Le luci tendenzialmente molto basse, salvo erompere nei momenti più propriamente ballabili, celavano nella foschia fumosa Esther Munits alle tastiere e Anne Gauthier alla batteria, collocate in leggero secondo piano sul palco, ai lati di Alfons che, centrale e avvolto in un’aura di fascino indubbio, avrebbe comunque conquistato la scena anche fosse stato attorniato da una decina di strumentisti. La folla, non molto numerosa a confronto con altri spettacoli assistiti al Locomotiv ma senz’altro più che ragguardevole trattandosi di un seccante martedì, ballava senza inibizioni e conosceva buona parte dei testi delle canzoni, tant’è che gettando la coda dell’occhio lateralmente tra un pezzo e l’altro, capitava spesso di scorgere labbra convinte a recitare le parole correttamente.

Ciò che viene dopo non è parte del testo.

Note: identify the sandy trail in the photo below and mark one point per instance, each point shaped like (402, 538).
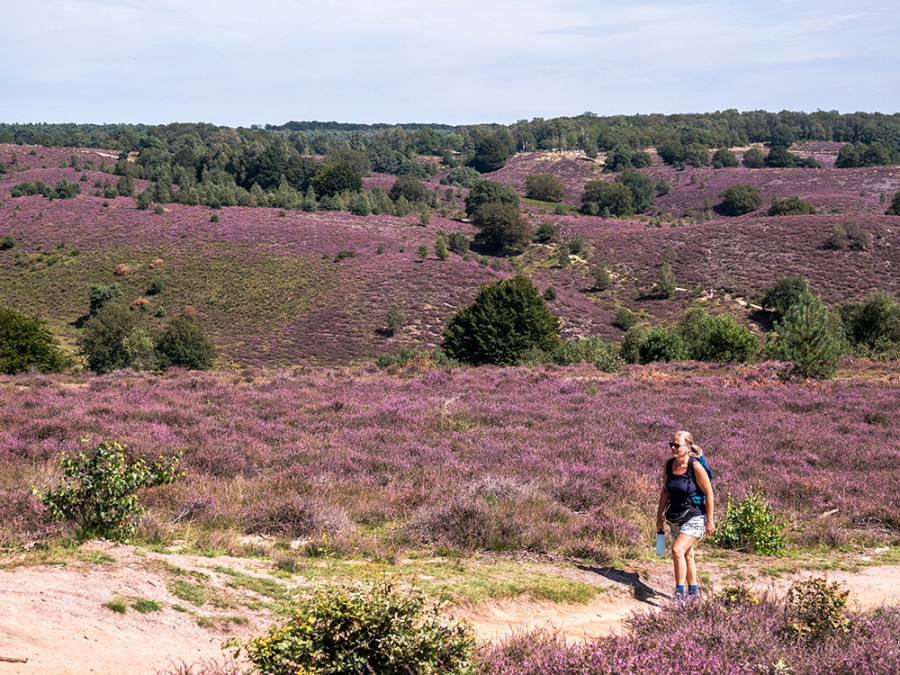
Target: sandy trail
(55, 616)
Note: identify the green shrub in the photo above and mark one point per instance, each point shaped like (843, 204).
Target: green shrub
(490, 192)
(545, 232)
(544, 187)
(784, 294)
(724, 157)
(793, 206)
(410, 187)
(666, 285)
(661, 344)
(115, 338)
(592, 349)
(894, 208)
(607, 199)
(506, 318)
(458, 243)
(156, 286)
(625, 318)
(99, 490)
(185, 345)
(602, 279)
(145, 606)
(356, 629)
(464, 176)
(805, 337)
(817, 609)
(750, 526)
(739, 199)
(501, 226)
(394, 320)
(25, 343)
(118, 605)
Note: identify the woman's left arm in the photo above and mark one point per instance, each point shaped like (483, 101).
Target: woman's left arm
(703, 483)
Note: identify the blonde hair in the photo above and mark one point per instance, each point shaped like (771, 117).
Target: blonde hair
(685, 438)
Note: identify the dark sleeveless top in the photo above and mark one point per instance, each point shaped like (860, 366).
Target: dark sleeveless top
(682, 490)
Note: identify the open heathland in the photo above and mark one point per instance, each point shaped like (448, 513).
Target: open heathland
(271, 289)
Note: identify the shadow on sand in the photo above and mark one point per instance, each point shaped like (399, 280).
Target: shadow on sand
(639, 589)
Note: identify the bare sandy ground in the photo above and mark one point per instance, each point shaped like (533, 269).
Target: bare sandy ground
(56, 618)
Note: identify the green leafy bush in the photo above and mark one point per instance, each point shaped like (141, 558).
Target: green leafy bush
(805, 337)
(394, 320)
(545, 232)
(506, 318)
(817, 609)
(185, 345)
(607, 199)
(115, 338)
(458, 243)
(544, 187)
(25, 343)
(490, 192)
(99, 490)
(356, 629)
(501, 226)
(749, 525)
(602, 280)
(661, 344)
(792, 206)
(739, 199)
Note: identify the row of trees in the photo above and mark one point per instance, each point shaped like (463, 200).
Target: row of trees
(509, 322)
(587, 132)
(114, 337)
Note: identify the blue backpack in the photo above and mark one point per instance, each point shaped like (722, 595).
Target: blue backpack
(701, 498)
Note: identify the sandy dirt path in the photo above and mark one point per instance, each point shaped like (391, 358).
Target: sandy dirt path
(55, 616)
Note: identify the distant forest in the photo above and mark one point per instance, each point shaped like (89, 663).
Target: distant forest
(287, 164)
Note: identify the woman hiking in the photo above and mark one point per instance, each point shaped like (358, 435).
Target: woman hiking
(687, 505)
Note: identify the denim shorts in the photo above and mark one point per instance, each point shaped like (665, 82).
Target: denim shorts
(695, 527)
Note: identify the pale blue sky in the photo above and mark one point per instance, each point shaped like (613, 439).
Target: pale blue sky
(239, 63)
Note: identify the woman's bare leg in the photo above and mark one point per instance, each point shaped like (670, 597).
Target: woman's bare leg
(683, 557)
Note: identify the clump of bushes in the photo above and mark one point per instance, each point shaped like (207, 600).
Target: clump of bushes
(544, 187)
(849, 234)
(739, 199)
(382, 628)
(793, 206)
(750, 525)
(98, 490)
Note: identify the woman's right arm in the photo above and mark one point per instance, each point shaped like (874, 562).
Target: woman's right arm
(661, 507)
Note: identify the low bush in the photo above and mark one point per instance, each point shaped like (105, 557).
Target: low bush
(817, 609)
(793, 206)
(544, 187)
(739, 199)
(99, 490)
(750, 525)
(380, 628)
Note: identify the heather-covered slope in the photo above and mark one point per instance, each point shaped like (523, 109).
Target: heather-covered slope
(268, 288)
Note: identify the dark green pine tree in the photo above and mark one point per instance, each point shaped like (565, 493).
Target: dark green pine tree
(805, 340)
(507, 318)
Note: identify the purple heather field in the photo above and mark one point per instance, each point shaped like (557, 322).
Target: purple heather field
(268, 289)
(545, 459)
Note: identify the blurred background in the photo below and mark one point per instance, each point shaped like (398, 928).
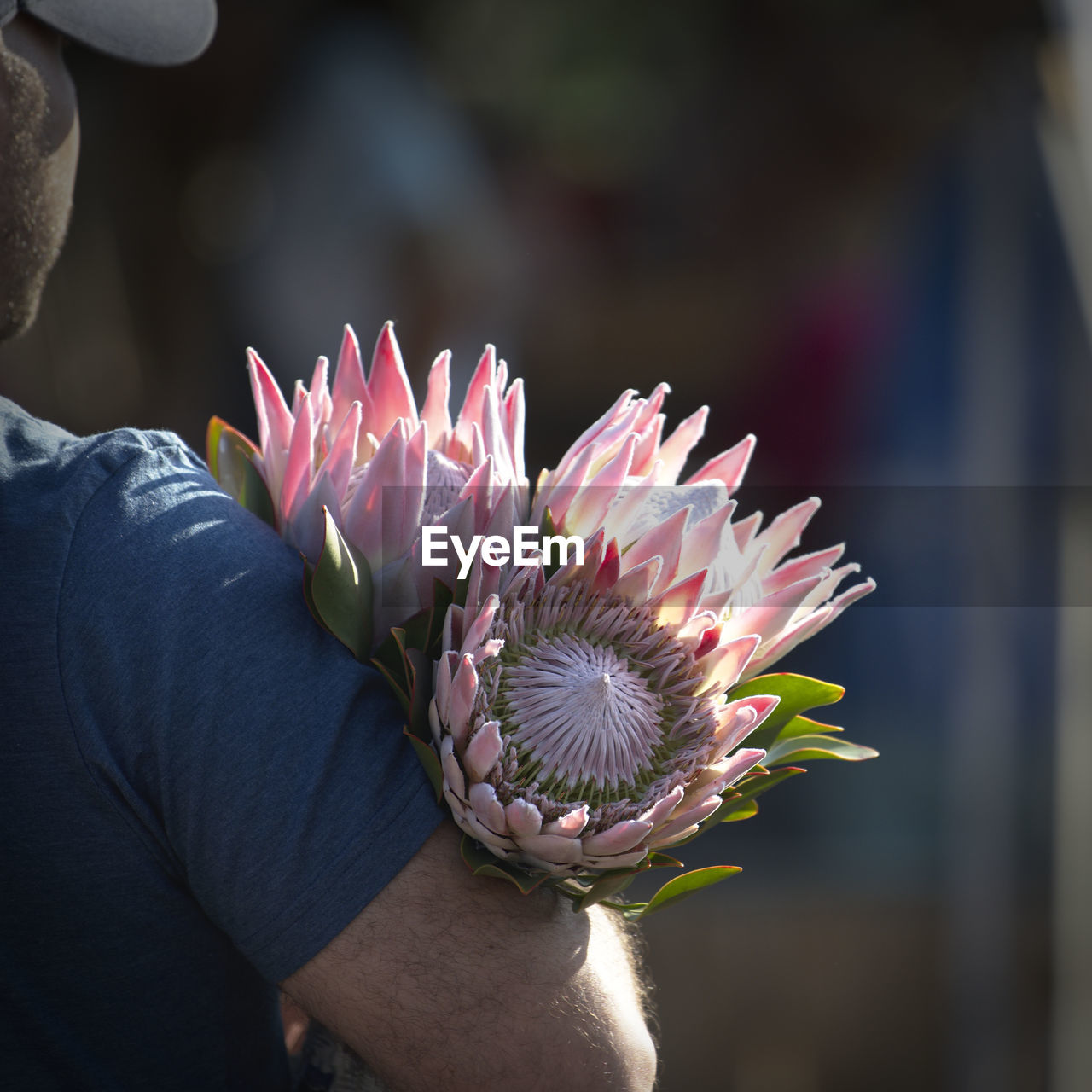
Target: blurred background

Poco più di un’ora di concerto in totale, un’ora intensa, impregnata di sudore e profumo da uomo; i brani si susseguivano concatenati senza dar tregua al pubblico di riprender fiato e far riposare le gambe, si aveva l’impressione di essere fuori dall’Italia vista la risposta apertamente calorosa delle persone. TR/ST si dimenava assieme a noi, e pescava alternatamente dal repertorio dell’album di esordio e dal successore, sicché ne risultò un composto perfettamente omogeneo in cui luccichii festosi e ombre di stampo dark wave si mescolavano in equilibrio esemplare. Il synth non mollava mai la presa, la velocità era quasi una prerogativa. Uno scarno bis, una canzone appena (la caramellosa “Joyland”), mi lasciò con la voglia non totalmente appagata, giacché speravo di potermi divertire ancora con “Peer Pressure” e “The Last Dregs” – grandi assenti all’appello. Tutto sommato però l’idea di accomiatarsi tra impalpabili nuvole di zucchero, imprimendoci un sorriso ampio e una sfrenata felicità malinconica che strizzava l’occhio all’eurodance anni ’90, a ben vedere è stata una decisione appropriata.
Una fotografia bramata da tempo e conquistata al fianco di Robert Alfons, prima di raccattare cappotti e quelle difese lasciate ad attenderci all’uscita, mi farà gongolare molto a lungo, ne sono certa. Come anche il ricordo del selciato umido, dei cumuli di neve sporca ai bordi della strada, delle chiacchiere che progressivamente andavano dissolvendosi nell’aria fredda di febbraio.